SECOND COURSE ADDED: AI Without the Guesswork: Smarter Journalism Without Prompting and Hallucinations
Note: Curated courses are fee-based, allowing us to sustainably support our team and trainers while continuing to provide free, high-quality investigative journalism training opportunities worldwide.
Due to popular demand, GIJN has added a second, six-hour online masterclass for investigative journalists with Henk van Ess.
There is a built-in flaw affecting every AI conversation a journalist has and almost nobody is addressing it: writing an AI prompt does not involve asking it a neutral question. Instead, you are priming the tool to answer a certain way — through your word choice, your framing, and what you leave out. The tool takes in that request and returns it to you, tidied. You read the reply and feel informed. What actually happened is that you had a conversation with a cleaner, faster version of your own assumptions.

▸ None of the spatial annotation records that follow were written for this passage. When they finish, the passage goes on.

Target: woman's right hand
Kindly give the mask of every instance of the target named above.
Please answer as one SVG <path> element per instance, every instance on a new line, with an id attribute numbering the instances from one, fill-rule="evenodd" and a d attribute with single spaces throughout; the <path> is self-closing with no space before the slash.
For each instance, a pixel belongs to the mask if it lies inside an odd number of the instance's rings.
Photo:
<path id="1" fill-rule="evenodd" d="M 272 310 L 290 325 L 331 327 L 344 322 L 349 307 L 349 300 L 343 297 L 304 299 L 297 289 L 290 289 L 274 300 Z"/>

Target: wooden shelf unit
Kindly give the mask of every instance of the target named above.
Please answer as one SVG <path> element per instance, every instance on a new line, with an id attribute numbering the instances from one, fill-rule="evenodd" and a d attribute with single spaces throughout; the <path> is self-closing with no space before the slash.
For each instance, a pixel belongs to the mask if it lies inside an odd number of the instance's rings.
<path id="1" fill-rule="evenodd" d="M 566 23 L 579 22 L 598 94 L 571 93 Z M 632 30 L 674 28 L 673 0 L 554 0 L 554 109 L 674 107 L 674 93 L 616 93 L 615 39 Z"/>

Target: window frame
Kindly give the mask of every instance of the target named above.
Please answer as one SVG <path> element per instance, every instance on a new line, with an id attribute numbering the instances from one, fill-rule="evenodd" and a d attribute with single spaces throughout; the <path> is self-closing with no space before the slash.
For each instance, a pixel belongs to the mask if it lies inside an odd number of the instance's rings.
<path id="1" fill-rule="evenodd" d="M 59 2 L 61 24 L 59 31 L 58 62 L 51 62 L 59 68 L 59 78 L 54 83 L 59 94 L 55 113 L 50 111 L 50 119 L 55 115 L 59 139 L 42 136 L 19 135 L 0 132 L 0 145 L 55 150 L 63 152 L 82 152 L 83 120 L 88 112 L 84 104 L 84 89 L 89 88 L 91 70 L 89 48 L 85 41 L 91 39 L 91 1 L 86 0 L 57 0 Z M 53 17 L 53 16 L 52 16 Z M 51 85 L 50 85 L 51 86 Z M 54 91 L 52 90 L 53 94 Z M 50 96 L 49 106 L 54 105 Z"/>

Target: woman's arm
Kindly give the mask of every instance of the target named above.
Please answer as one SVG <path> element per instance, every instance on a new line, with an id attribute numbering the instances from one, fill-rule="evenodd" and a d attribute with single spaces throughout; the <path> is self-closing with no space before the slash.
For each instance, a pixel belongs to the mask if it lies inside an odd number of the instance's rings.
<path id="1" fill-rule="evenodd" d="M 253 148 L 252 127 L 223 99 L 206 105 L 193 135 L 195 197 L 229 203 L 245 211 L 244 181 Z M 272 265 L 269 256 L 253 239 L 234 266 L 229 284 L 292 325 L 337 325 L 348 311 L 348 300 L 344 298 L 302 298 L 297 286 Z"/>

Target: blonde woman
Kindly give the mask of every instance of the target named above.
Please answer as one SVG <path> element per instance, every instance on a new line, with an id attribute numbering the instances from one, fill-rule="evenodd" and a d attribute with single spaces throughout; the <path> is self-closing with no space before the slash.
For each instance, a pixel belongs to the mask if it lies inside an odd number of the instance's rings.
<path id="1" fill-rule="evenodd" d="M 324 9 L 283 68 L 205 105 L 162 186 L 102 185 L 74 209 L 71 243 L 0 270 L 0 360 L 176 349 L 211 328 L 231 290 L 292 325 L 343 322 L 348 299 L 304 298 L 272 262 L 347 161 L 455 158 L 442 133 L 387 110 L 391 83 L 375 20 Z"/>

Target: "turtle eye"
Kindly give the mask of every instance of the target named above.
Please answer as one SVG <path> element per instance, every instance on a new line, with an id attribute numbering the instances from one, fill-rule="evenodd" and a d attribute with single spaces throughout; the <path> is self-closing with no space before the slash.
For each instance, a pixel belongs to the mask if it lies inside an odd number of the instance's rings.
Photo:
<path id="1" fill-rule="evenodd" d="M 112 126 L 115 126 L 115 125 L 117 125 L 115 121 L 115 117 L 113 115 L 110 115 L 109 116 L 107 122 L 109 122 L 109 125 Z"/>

In this course, van Ess will explain why you should never ask a bot to “summarize this,” “give me bullet points,” or “what is the main point?”
We start with a striking demonstration. One dataset. Two prompts. Both written in good faith by working reporters. One returns a 40% probability. The other returns 80%. The facts are identical. So how do you get a neutral take on the same material?
From there we break the habit, using a technique van Ess has developed because prompt engineering is worsening the problem, not solving it. Alongside this counterintuitive strategy for making a chatbot actually do what you want, the course will cover the questions that matter on deadline: How to make AI understand large amounts of data?; How to feed it sensitive material without exposure risk?; How to compare documents; How to teach it your own journalistic instincts; and How to build your own reporting tools — we will build one live during the course.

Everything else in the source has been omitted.